GDPR-ready workplace AI rollouts need purpose limits, data minimisation, a DPIA for higher-risk use cases, clear employee guidance, and controls that reduce personal data before it is submitted to AI tools.
Controller responsibility in practice
When your employees use an AI tool for work purposes, your organization is the controller for the personal data they put into prompts. That means the familiar obligations apply: lawful basis, purpose limitation, data minimisation, and the rest.
The challenge is that AI tools have made it much easier to accidentally process personal data at scale. A single support team member can run hundreds of prompts per day, each potentially containing customer names, contact details, or account information.
Treat AI usage as a workflow risk, not only a procurement risk. The vendor's terms matter, but so does what employees actually do with the tool.
DPIA: when do you need one?
A DPIA is most relevant when the use case is likely to create high risk for individuals. Practical triggers include:
- Systematic processing of special category data (health, religion, political views)
- Processing at scale that would not otherwise be subject to oversight
- Combining datasets in ways that create new risks
Not every use of ChatGPT requires a DPIA, but using it to process customer health records or employee performance data very likely does. Document which categories of data should never enter public AI tools as a starting point for your risk assessment.

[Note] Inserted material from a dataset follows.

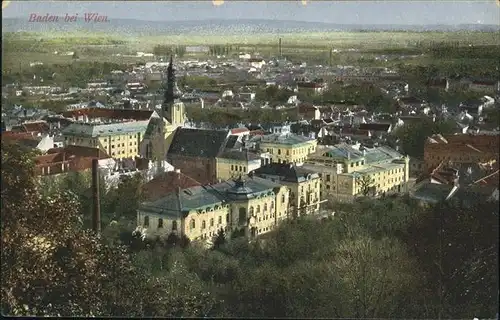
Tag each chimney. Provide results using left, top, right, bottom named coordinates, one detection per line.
left=92, top=159, right=101, bottom=234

Data minimisation: the practical approach
The GDPR principle of data minimisation means using only the personal data necessary for the purpose. In prompt terms, this means:
- Remove identifiers that the AI does not need to complete the task
- Replace real names and addresses with generic placeholders
- Mask sensitive values like account numbers or dates of birth
Employees cannot do this automatically. They need a tool that shows them what is sensitive in their prompt before they submit it, so they can make the right choice in the moment.
Keep evidence of training, controls, and review without turning the product into surveillance.

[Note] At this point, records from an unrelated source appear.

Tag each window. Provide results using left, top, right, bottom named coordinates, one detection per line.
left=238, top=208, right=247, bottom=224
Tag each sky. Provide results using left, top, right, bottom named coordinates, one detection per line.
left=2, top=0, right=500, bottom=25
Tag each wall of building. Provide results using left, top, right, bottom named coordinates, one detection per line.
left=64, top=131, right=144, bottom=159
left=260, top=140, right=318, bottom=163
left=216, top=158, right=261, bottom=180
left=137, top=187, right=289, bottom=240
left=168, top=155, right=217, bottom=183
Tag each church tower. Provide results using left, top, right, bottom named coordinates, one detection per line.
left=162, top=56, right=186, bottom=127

What employees need to know
They should know:
- Which tools are approved for which use cases
- What categories of data are out of scope for AI tools (special categories, confidential client data, credentials)

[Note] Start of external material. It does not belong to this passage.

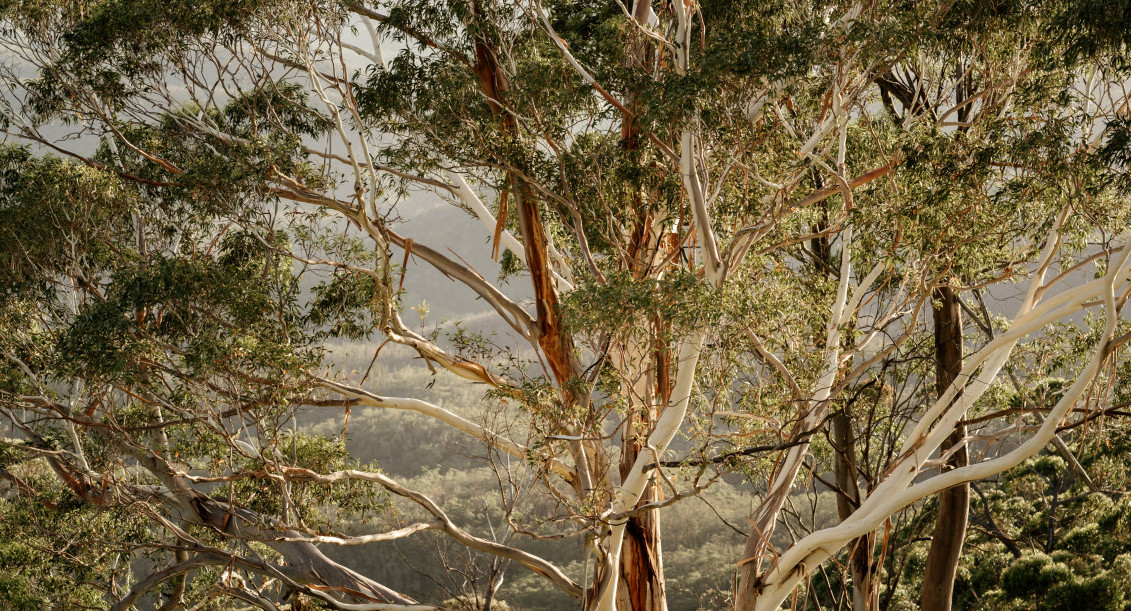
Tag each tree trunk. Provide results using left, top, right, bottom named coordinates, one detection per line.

- How to anonymise or mask prompts when working with sensitive content
- Where to escalate if they are unsure
A good policy is short, specific, and tied to real workflows. Write rules employees can remember during real work, not a 20-page document they sign once and never read again.
Frequently asked questions
Do all AI tools require a DPIA? Not always. A DPIA is most relevant when the use case is likely to create high risk for individuals.
What should employees know? They should know which tools are approved, what data is out of scope, and how to anonymise or mask prompts.